Volto às preciosas falas do meu amigo José:

“Retomando o busílis central da questão (…) as arquiteturas, espaços, horários, cronogramas de aulas e agrupamentos de estudantes nas escolas devem ser reimaginados e elaborados para desenvolver as capacidades dos indivíduos para trabalharem juntos.

O ambiente construído e o design inclusivo (inclusive design) têm valor pedagógico por si mesmos e influenciam o que ocorre em espaços compartilhados de aprendizagem. As culturas de colaboração também devem orientar a administração e gestão das escolas, bem como as relações entre as escolas, para fomentar redes robustas de aprendizagem, reflexão e inovação.”

Falemos de tempo. Eu me lembrava de ter escutado algo semelhante ao que o José escreveu, mas …50 anos antes de ter escrito esse naco de prosa. Uma escolinha que o José bem conhecia tinha diversificado espaços, tornado possível o trabalho em equipe, modificara a arquitetura numa “escola de área aberta”, instituíra uma “cultura de colaboração” e muito mais… 50 anos antes. 

Por que se colocara uma cortina de silencio em torno desse projeto?

50 anos antes, eu ia escutar palestras, frequentava cursos, pagava formação, para aprender a efetuar mudanças na minha prática. Mas, aquilo que eu observava era que os palestrantes e formadores discorriam sobre “designs inclusivos” (expressão usada pelo José), sobre flexibilização curricular (incluindo a do tempo) e recomendavam que o processo de aprendizagem estivesse centrado no aluno. 

Fui ver como trabalhavam esses universitários: vi-os dentro de salas de aula de “design excludente” (esta expressão me ocorreu, como contraponto daquela que o José mencionou), dando aula entre toques de campainha enferma de um tempo-padrão, vi que praticavam ensinagem centrada no professor.

Há 70 anos, deixei de perder tempo e de gastar dinheiro com preleções de e (de)formações.
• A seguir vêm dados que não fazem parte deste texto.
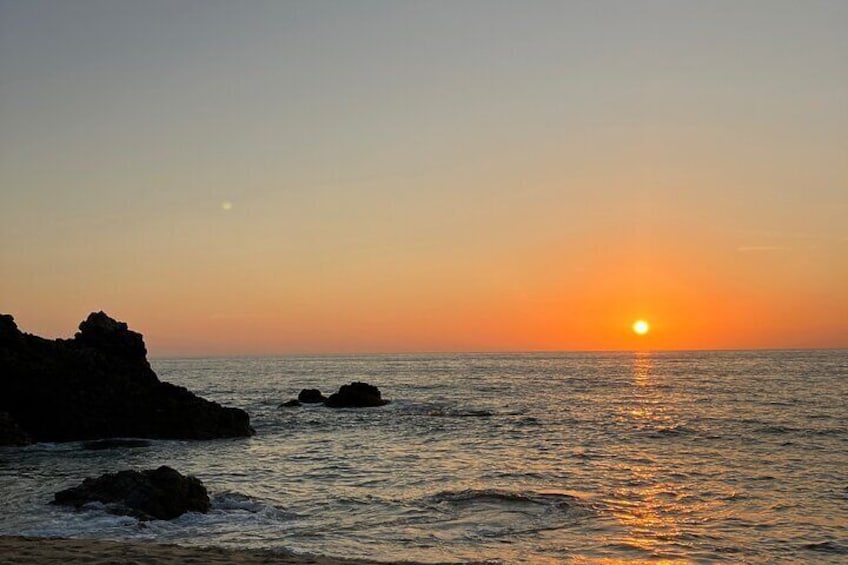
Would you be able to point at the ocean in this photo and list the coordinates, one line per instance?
(689, 457)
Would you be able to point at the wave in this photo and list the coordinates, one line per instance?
(231, 501)
(827, 547)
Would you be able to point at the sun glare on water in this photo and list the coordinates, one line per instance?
(641, 327)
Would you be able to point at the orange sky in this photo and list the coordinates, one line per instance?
(333, 178)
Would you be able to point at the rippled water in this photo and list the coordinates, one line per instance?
(539, 458)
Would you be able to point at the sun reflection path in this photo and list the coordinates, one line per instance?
(649, 509)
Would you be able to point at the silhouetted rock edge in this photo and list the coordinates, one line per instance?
(98, 385)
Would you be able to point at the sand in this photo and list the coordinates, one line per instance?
(22, 550)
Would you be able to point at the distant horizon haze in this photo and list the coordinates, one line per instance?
(260, 177)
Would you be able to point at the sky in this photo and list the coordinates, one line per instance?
(245, 178)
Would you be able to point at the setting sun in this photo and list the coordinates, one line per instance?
(641, 327)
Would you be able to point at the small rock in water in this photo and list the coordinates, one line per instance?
(356, 395)
(160, 494)
(294, 402)
(111, 443)
(311, 396)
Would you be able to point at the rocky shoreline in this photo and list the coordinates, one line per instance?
(97, 385)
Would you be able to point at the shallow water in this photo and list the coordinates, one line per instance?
(535, 458)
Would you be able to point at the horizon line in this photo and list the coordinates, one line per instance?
(493, 352)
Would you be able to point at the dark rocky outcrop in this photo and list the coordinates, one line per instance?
(100, 385)
(293, 403)
(311, 396)
(160, 494)
(356, 395)
(11, 433)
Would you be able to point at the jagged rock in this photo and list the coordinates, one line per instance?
(112, 443)
(293, 403)
(160, 494)
(100, 385)
(311, 396)
(11, 433)
(356, 395)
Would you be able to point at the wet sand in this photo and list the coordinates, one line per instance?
(21, 550)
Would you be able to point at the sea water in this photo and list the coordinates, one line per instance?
(705, 457)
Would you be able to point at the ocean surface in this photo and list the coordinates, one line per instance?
(702, 457)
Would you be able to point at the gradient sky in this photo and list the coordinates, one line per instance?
(282, 177)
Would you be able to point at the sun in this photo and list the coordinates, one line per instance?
(641, 327)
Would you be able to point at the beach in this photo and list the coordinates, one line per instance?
(21, 550)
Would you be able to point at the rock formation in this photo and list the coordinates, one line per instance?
(100, 385)
(161, 494)
(10, 432)
(311, 396)
(356, 395)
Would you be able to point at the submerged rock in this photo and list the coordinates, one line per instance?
(293, 403)
(311, 396)
(356, 395)
(113, 443)
(100, 385)
(160, 494)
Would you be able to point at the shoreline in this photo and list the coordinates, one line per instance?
(33, 550)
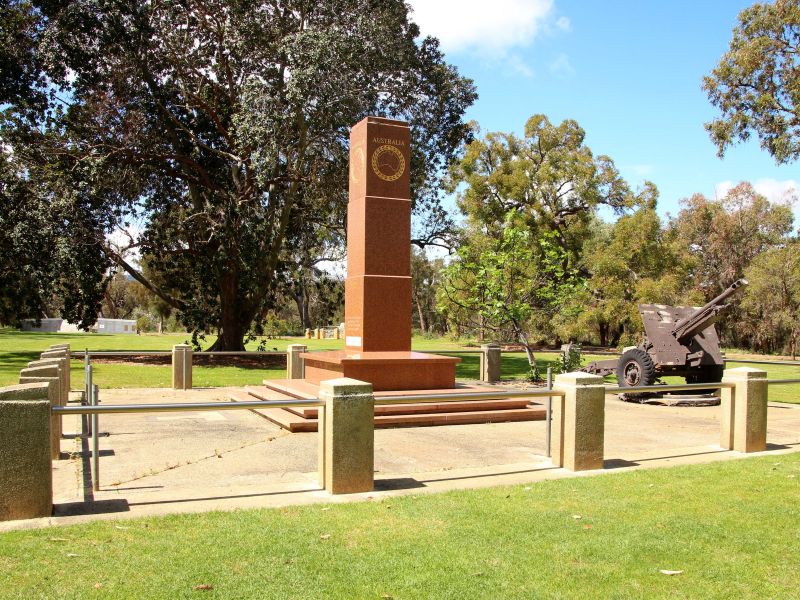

Há 20 anos, recorrendo à sofisticação do discurso, palestrantes ilustres e bem pagos repetiam a ladainha escolanovista – como se a Ponte não existisse! “Especialistas” de palco exploravam expectativas de novas gerações de professores, proferindo palestras semelhantes às de … 50 anos atrás. Deformadores de professores insistiam no incitamento “empreendedorismo”, à ao protagonismo, à autonomia do aluno – como se a Ponte não existisse.

Desde há 50 anos, centenas de congressos e milhares de ações de formação e palestras foram realizadas. Contratos milionários foram feitos com empresas, assessores, consultores, “especialistas”… 

Cadê o impacto social dessas realizações? O que mudou?

desde há 50 anos, quase nada mudou, u mudou para pior. Não será tempo de pedir contas a quem exauriu o erário público a troco de nada?

“Retomando o busílis central da questão”, questiono: Qual seria a questão? Por que se gastava tanto tempo e se desperdiçava tantos recursos, continuando a falar do mesmo e fazer o mesmo… desde há mais de 50 anos? 

Naquele tempo, se discutia qual o tempo de duração de uma aula e qual a quantidade aconselhável de alunos por turma – lembras-te, José? – e outros despiciendos assuntos. “Especialistas” discutiam o sexo dos anjos da educação, os ministérios decretavam “reformas curriculares” e as escolas as reformavam.

E, agora, José? 

No ano da graça de 2045, velhos e acabados, o que faremos? Choraremos sobre leite derramado? Reconheceremos erros e omissões?

Dirás que o tempo não existe, que é invenção humana. Mas, foram seres humanos amorosos que, naquele tempo, em amorosos gestos, inauguraram Um novo tempo, um tempo de mudança.